Sur ce point, Nicolas Sarkozy vient donner satisfaction à une majorité d’électeurs de l’UMP, favorable à une telle réduction des dépenses et à une baisse de la fiscalité. Aucune surprise. Une ligne si majoritaire qu’elle forme une sorte de socle commun à la quasi-totalité des personnalités de l’UMP.
Dans un second temps, Nicolas Sarkozy rend hommage à l’Allemagne, qualifiée de "meilleur élève de la classe", ou encore "l’Allemagne est prospère". Jusqu’ici, rien de nouveau. En caressant le grand voisin européen dans le sens du poil, l’ancien Président porte une vision européenne classique.
Mais c’est à partir de là qu’une nouveauté prend forme, lorsque la politique économique européenne est visée : "En revanche ce que je pense, c’est que la zone euro ne peut pas continuer sans croissance".


Et ce constat froid ne vient pas seul, il ne s’agit pas d’une simple incantation. Nicolas Sarkozy propose alors : "On ne peut pas avoir comme objectif de lutter contre l’inflation, alors qu’il n’y a plus d’inflation. On doit avoir pour objectif de créer les conditions de la croissance".
La formule n’a l’air de rien, mais elle a un sens économique. Du moins un sens clair en termes monétaires. Car abandonner l’objectif de lutte contre l’inflation ne signifie rien d’autre que la révision du mandat de la Banque centrale européenne. Un casus belli pour l’Allemagne d’Angela Merkel. Derrière les mots doux, c’est une attaque par la face nord du dogme économique européen qui prend forme ici. Une attaque qui rappelle le discours de la Concorde du 15 avril 2012, lorsque Nicolas Sarkozy indiquait :
"Je veux aller plus loin encore. Après ce que nous avons fait pour sauver l’euro, je veux poser non seulement le problème des frontières, mais aussi celui du rôle de la Banque Centrale dans le soutien à la croissance. C’est une question très importante, que nous ne pourrons pas éluder. Si l’Europe ne veut pas perdre pied dans l’économie mondiale, elle doit absolument renouer avec la croissance."
"Alors sur le rôle de la Banque Centrale Européenne dans le soutien à la croissance, nous allons, nous les Français, ouvrir le débat, et nous allons faire avancer l’Europe !"

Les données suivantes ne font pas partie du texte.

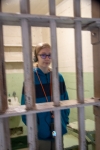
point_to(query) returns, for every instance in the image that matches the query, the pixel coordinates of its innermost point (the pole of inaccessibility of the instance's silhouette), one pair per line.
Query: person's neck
(44, 70)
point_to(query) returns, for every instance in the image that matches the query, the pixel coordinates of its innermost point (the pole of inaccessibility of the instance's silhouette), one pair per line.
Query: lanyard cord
(43, 87)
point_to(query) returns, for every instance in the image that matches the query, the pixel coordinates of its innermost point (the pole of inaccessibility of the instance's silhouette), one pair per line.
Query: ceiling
(36, 6)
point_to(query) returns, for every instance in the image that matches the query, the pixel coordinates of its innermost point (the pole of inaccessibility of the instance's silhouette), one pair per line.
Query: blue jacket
(44, 119)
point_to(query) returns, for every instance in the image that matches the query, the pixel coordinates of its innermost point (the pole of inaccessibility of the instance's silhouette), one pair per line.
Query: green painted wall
(15, 82)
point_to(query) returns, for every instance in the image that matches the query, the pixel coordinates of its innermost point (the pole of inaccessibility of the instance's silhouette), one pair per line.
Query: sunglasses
(43, 56)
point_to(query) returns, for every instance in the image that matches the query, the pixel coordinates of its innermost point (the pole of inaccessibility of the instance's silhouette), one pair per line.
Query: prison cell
(26, 20)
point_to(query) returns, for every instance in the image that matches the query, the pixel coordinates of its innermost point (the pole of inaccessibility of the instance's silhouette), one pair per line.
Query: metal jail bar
(79, 75)
(26, 21)
(95, 40)
(28, 75)
(4, 123)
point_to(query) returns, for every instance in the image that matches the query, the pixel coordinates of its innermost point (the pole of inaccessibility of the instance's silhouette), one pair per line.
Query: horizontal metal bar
(43, 20)
(45, 107)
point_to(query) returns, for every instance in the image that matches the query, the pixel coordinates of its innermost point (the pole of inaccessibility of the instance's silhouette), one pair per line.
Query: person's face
(44, 57)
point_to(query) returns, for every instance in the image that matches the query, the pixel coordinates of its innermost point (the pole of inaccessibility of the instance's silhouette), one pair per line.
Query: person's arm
(64, 113)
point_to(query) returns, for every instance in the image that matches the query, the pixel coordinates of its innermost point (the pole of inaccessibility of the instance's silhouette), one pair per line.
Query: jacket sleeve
(64, 113)
(23, 103)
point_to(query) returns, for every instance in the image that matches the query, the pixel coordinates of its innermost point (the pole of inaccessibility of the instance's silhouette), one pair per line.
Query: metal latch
(95, 36)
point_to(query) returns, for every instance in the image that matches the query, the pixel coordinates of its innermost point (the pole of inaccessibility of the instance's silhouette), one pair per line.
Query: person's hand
(52, 116)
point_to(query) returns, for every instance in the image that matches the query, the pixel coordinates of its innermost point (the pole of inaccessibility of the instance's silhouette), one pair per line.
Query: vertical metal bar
(52, 7)
(79, 75)
(55, 80)
(29, 76)
(4, 123)
(96, 69)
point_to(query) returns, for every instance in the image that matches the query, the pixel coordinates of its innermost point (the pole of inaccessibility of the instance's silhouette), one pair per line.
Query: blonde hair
(38, 48)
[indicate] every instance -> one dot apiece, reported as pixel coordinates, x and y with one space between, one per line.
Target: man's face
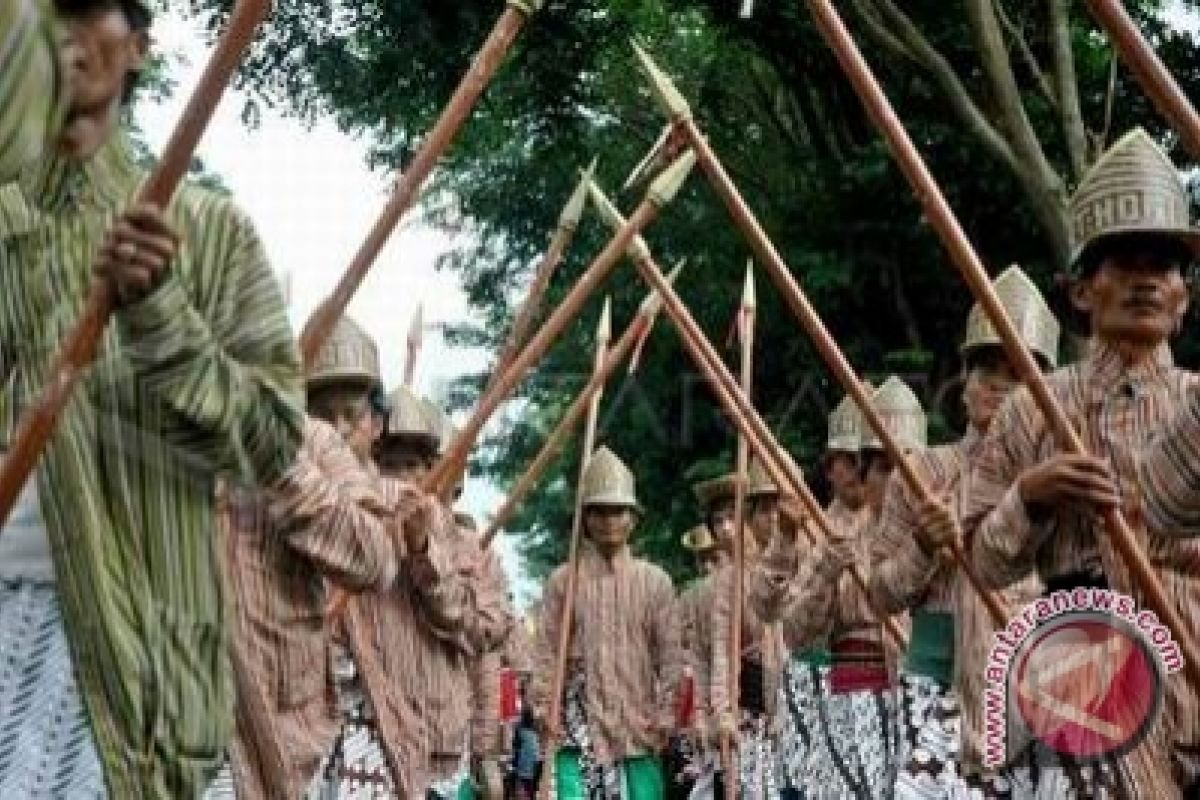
989 382
609 527
721 521
400 459
841 471
762 517
100 53
1134 296
347 408
875 480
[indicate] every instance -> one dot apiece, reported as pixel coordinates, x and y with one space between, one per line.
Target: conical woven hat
715 489
408 417
349 354
699 540
1030 313
759 482
846 425
1133 188
607 481
901 414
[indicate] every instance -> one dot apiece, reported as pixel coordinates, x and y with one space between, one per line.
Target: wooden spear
745 328
964 256
82 343
673 102
1150 71
553 722
660 193
408 185
555 441
568 223
737 405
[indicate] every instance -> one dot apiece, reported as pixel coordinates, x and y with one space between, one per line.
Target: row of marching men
863 657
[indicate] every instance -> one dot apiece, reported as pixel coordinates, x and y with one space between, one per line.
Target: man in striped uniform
324 521
198 376
421 637
1032 510
695 606
761 655
625 659
819 597
907 575
34 92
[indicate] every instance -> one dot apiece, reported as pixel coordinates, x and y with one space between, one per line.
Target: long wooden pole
1149 70
964 256
745 325
529 311
567 620
660 193
555 441
408 185
783 276
737 405
82 343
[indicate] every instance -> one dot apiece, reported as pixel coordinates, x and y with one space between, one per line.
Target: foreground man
909 575
324 519
625 660
1033 510
820 597
197 376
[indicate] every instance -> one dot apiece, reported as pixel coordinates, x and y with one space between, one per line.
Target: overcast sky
313 199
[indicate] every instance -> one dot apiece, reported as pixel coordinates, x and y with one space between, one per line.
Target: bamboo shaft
558 437
955 241
82 343
823 341
408 185
779 464
1150 71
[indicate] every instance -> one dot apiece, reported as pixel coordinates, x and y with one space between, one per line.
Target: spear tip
670 98
609 212
569 220
667 185
749 296
604 330
528 7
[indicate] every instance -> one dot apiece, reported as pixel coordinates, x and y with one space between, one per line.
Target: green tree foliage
777 108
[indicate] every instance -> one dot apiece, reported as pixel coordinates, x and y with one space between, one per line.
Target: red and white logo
1086 685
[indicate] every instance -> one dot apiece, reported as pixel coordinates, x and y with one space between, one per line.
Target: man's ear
1080 293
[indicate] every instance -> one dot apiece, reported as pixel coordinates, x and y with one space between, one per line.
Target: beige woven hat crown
607 481
759 482
715 489
1030 313
846 425
901 414
408 417
1133 188
699 540
349 354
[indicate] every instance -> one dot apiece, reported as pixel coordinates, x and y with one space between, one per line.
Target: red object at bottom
510 701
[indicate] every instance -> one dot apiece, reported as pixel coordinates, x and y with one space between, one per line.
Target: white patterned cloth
861 739
46 746
802 761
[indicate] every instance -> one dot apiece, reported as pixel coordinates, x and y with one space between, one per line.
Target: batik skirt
859 739
46 745
803 763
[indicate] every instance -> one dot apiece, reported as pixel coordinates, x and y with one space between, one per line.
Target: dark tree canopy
777 108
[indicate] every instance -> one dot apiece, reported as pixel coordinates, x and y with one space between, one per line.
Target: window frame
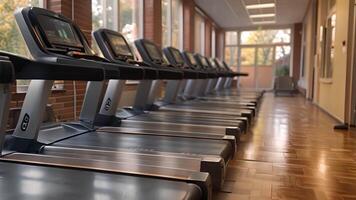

"Si la Banque Centrale ne soutient pas la croissance, nous n’aurons pas assez de croissance. La crise, et l’Européen convaincu que je suis veut le dire, nous a montré les limites des règles qui ont été fixées dans le Traité de Maastricht. Je sais les difficultés d’aborder ce sujet. Je connais les obstacles. Mais je dis : nous avons le devoir de réfléchir à cette question. Parce que cette question est un problème majeur pour l’avenir de l’Europe. C’est un problème stratégique pour l’Europe. L’Europe doit apurer ses dettes, elle n’a pas le choix ; mais entre la déflation et la croissance, l’Europe n’a pas davantage le choix. Parce que si l’Europe choisit la déflation, alors l’Europe disparaîtra. Souvenons-nous des années 30. Si les Français me font confiance, j’ouvrirai ce débat".


Il est ici à noter que les références à la déflation sont déjà posées dès avril 2012. Et ces déclarations ne sont pas anodines. Car la forme actuelle du mandat de la BCE, directement héritée de la tradition de la Bundesbank, a été la condition sine qua non du ralliement de l’Allemagne à la zone euro.
De plus, une telle modification du mandat aurait pour effet d’imposer à la BCE de tenir compte du niveau de chômage au sein de la zone euro. Dans la réalité actuelle, c’est-à-dire un taux de chômage de 11.5%, cela signifie l’obligation pour la BCE de mettre en place un plan de relance de plusieurs milliers de milliards d’euros, sous la forme d’un assouplissement quantitatif. De quoi nourrir une  discussion "franche et  sérieuse" avec l’Allemagne. Lorsque Nicolas Sarkozy flatte le "meilleur élève de la classe", l’intention réelle paraît moins docile. Si cette ligne était confortée lors des prochaines interventions du Président, reprenant alors les mesures annoncées à la Concorde, la construction européenne pourrait en être profondément modifiée.